In 1987 I met someone else who also had visions of Viz on TV. I'd never heard the name Harry Enfield until September of that year when the man himself rang me up and explained that he was a comedian and a big fan of Viz. He wondered if he could come up to Newcastle and meet me. He brought with him a producer friend called Andrew Fell and we went to Willow Teas for lunch. Harry was a big sniggerer - he laughed and chuckled a lot - but he was also smarmy. he'd studied politics at York University and seemed to be employing the tricks of that trade to further his career in entertainment. At one point he whispered that I should just ignore his friend Andrew as he'd only been invited along to pay for the train tickets and the lunch.

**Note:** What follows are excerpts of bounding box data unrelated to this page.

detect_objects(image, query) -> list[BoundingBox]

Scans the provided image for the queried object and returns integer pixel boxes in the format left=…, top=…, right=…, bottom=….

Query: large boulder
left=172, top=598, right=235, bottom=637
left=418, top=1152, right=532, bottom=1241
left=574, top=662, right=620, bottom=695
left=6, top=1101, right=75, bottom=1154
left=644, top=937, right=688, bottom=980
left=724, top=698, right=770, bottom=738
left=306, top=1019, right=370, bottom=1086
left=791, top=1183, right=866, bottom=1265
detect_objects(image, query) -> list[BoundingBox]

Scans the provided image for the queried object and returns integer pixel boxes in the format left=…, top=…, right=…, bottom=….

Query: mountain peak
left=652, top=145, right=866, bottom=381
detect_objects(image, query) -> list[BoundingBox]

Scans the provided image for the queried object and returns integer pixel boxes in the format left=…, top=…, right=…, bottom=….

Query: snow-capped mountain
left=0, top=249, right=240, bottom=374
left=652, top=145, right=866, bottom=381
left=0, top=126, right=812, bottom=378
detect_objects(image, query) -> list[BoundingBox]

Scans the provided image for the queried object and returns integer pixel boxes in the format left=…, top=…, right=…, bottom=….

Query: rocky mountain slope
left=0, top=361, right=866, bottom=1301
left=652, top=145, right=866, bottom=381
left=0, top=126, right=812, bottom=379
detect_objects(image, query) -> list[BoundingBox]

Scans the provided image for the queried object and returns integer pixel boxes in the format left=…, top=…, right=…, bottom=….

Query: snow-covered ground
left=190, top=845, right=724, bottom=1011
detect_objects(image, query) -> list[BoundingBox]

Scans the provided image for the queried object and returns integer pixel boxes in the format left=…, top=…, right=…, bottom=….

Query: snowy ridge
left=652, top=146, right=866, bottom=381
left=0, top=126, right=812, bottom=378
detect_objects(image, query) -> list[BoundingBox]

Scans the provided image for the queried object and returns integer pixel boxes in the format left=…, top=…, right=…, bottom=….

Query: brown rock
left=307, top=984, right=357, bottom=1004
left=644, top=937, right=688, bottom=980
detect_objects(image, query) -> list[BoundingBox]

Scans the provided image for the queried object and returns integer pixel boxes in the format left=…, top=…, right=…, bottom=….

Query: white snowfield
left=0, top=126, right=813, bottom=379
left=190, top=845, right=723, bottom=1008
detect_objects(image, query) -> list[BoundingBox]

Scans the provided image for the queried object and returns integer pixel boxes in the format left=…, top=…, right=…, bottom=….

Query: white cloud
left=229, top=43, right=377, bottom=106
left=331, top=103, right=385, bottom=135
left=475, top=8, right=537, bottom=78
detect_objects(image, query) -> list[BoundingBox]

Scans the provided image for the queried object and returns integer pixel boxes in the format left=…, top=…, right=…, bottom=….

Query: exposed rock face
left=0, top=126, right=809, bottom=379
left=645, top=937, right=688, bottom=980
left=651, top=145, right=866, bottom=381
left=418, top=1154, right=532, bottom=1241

Harry said he was interested in doing a television equivalent of Viz, a sketch show based around lots of different characters. Would we be interested in helping to write it? As with Jonathan Ross, I nodded politely and said I'd think about it. Not long after that meeting Harry was on tour and performing at Newcastle Polytechnic along with the Scottish comedian and writer Craig Ferguson, who in those days was fat and went by the stage name of Bing Hitler. I'd never seen Harry perform, but from what he'd told me his act was made up of various characters, a bit like Viz. One of his jokes, about him being so sexy that a taxi he was travelling in exploded, had been lifted straight out of our Tony Knowles story in issue 11.
Sunday, January 03, 2010
Heaven Knows I'm Miserable Now: My Difficult 80s by Andrew Collins (Ebury Press 2004)
Ben Elton is my big favourite at the moment. He's my guiding light. My moral compass. He's mobilised all the instinctive humanitarian, left-wing feelings that have brewing up in me since leaving home and given voice to the way I feel deep down inside. I've never before been this laid bare with guilt - but good guilt, useful social guilt, practical guilt; not abstract, debilitating girlfriend -induced guilt about having a happy family or parking inconsiderately. In the space of just a few weekly stand-up routines in that crap suit, Ben has succeeded in making me feel guilty about a much broader range of stuff.
Ben Elton speaks directly to me, he speaks directly to all of us, from his pulpit on Saturday Live. I've never seen the halls coffee bar as packed as it is now is every Saturday night at ten. Standing room only. The committee don't bother hiring a video in any more and the poor old Prince Albert empties at 9.45. One week he's exposing the folly of trying to get a double seat on a train and speaking of the repressed British character, the next he's damning Benny Hill for chasing women round the park when in fact street lighting is inadequate and women are too scared to walk through parks. On occasions we've all found ourselves clapping the TV. Saturday Live makes me glad I'm back I'm back in the halls.
Tuesday, April 07, 2009
Little Children by Tom Perrotta (St Martins 2004)
And all at once, it came to Sarah: It was like being back at the Women's Center. For the first time since she graduated from college, she'd managed to find her way into a community of smart, independent, supportive women who enjoyed each other's company and didn't need to compete with one another or define themselves in relation to the men in their lives. It was precisely what she'd been missing, the oasis she'd been unable to find in graduate school, at work, or even at the playground. She'd searched for it for so long that she'd even come to suspect that it hadn't actually existed in the first place, at least not the way she remembered it, that it was more a product of her romantic undergraduate imagination than anything real in the world. But it had been real. It felt like this, and it was a huge relief to be back inside the circle again.